Partnering with the Florence Nightingale Foundation (FNF), HEE is offering a tailored leadership development programmes for NHS nurses and midwives who are either part of the Windrush generation or who are from ethnic minority backgrounds. Applications for the programme close on 20 January.

The aim of the programme is to give candidates more self-awareness, an improved sense of equal treatment, and to prepare them to go on to lead with a greater ‘leadership-presence’. The teaching will consist of blended face-to-face and virtual sessions, to conclude with a celebration session in London.

Marion Gerald Mangalindan, deputy charge nurse at Nottingham University Hospitals NHS Trust and FNF said that he applied for the programme ‘because I wanted to expand my skills and start my leadership development journey’.

‘Every session of the programme was meaningful and left a mark in my heart as a nurse and aspiring leader. As an aspiring nurse leader, I found the session on leadership energies helped built my self-awareness in relation to my authority, presence and impact are vital in leadership.’

However, Ruth Oshikanlu, Queen’s Nurse, parenting coach, health visitor and midwife, said that while the programme was ‘obviously a step in the right direction’ she also warned that more needed to be done to support minority ethnic nurses and nurses from the Windrush generation.

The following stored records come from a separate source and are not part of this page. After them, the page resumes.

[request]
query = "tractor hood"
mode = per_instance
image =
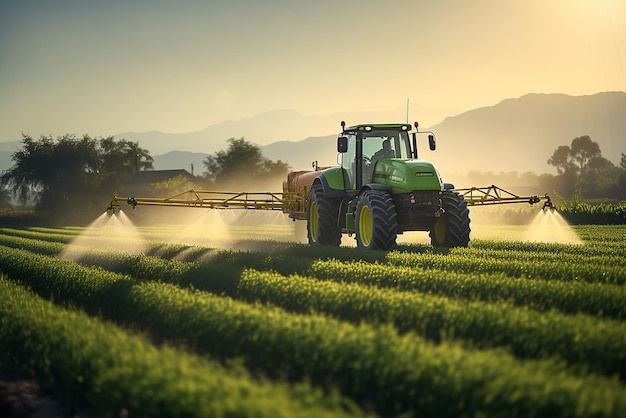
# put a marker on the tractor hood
(405, 176)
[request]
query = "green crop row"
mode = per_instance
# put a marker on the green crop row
(371, 364)
(604, 213)
(568, 297)
(545, 269)
(95, 365)
(529, 333)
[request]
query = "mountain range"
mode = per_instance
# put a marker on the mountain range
(517, 134)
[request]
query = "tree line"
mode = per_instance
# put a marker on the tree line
(584, 172)
(70, 177)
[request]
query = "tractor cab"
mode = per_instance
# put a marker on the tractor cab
(363, 146)
(368, 153)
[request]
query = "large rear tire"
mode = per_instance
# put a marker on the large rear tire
(452, 228)
(376, 221)
(322, 218)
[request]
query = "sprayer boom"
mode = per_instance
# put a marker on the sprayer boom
(209, 200)
(494, 195)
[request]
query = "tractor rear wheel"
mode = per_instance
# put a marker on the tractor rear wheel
(322, 218)
(376, 221)
(452, 228)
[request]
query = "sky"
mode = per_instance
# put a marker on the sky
(107, 67)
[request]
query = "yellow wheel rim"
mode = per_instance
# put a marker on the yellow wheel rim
(440, 229)
(366, 226)
(313, 221)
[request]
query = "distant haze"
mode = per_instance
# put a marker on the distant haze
(110, 67)
(514, 135)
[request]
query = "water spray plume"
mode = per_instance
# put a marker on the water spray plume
(549, 226)
(110, 231)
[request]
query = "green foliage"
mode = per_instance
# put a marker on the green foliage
(242, 163)
(496, 329)
(70, 173)
(578, 212)
(581, 167)
(97, 365)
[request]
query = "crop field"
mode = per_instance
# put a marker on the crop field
(117, 320)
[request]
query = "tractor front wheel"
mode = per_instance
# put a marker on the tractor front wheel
(376, 221)
(452, 228)
(322, 218)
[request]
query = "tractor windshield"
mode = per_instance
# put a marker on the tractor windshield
(377, 144)
(386, 144)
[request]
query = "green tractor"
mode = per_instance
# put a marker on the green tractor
(380, 190)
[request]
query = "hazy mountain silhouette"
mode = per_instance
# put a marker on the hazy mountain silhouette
(521, 134)
(514, 135)
(269, 127)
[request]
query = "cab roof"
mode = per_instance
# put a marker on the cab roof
(380, 126)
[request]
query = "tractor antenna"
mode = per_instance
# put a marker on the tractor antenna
(407, 110)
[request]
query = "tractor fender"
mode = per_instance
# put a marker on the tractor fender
(374, 186)
(328, 189)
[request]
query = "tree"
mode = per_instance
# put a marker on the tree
(70, 173)
(584, 149)
(561, 159)
(5, 198)
(242, 163)
(576, 157)
(581, 167)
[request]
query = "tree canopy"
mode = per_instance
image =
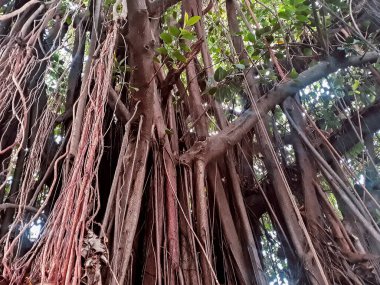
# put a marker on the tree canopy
(189, 142)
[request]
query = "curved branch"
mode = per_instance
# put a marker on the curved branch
(215, 146)
(18, 11)
(5, 206)
(345, 138)
(157, 7)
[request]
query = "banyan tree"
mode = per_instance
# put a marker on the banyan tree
(189, 142)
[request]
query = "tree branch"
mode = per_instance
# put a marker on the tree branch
(345, 138)
(157, 7)
(5, 206)
(217, 145)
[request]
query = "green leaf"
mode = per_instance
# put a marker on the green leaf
(162, 50)
(184, 47)
(166, 37)
(293, 74)
(302, 18)
(174, 31)
(308, 52)
(220, 74)
(355, 86)
(179, 56)
(263, 31)
(193, 20)
(285, 14)
(223, 94)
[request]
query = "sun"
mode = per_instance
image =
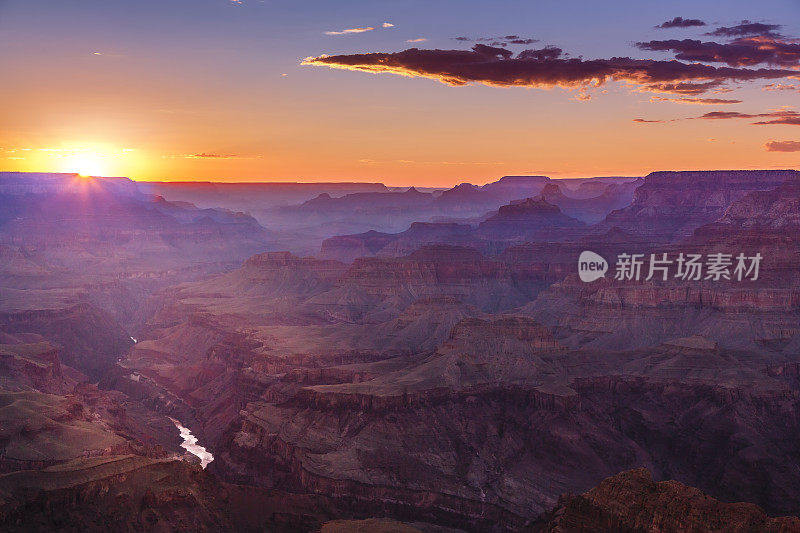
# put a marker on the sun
(86, 164)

‘It’s good to have a programme of support for nurses and midwives from diverse backgrounds, but until they change the core culture [of the NHS] that is still structurally racist, you’re practically setting these nurses up to fail.

‘These nurses are being supported to grow with leadership programmes, but have to return to their managers and teams in the workplace who often are not as supportive; they are practically being thrown back into the thorns and expecting them to grow there. How can that be right if you’re not changing the system at the same time?’

Ms Oshikanlu, who is also an FNF scholar, and has spent the last two years coaching black and brown health and social care staff, said that she was concerned the programme would be like a ‘plaster on a broken arm’, unless more was done to tackle the culture of racism that exists within the nursing profession and the wider health and social care system.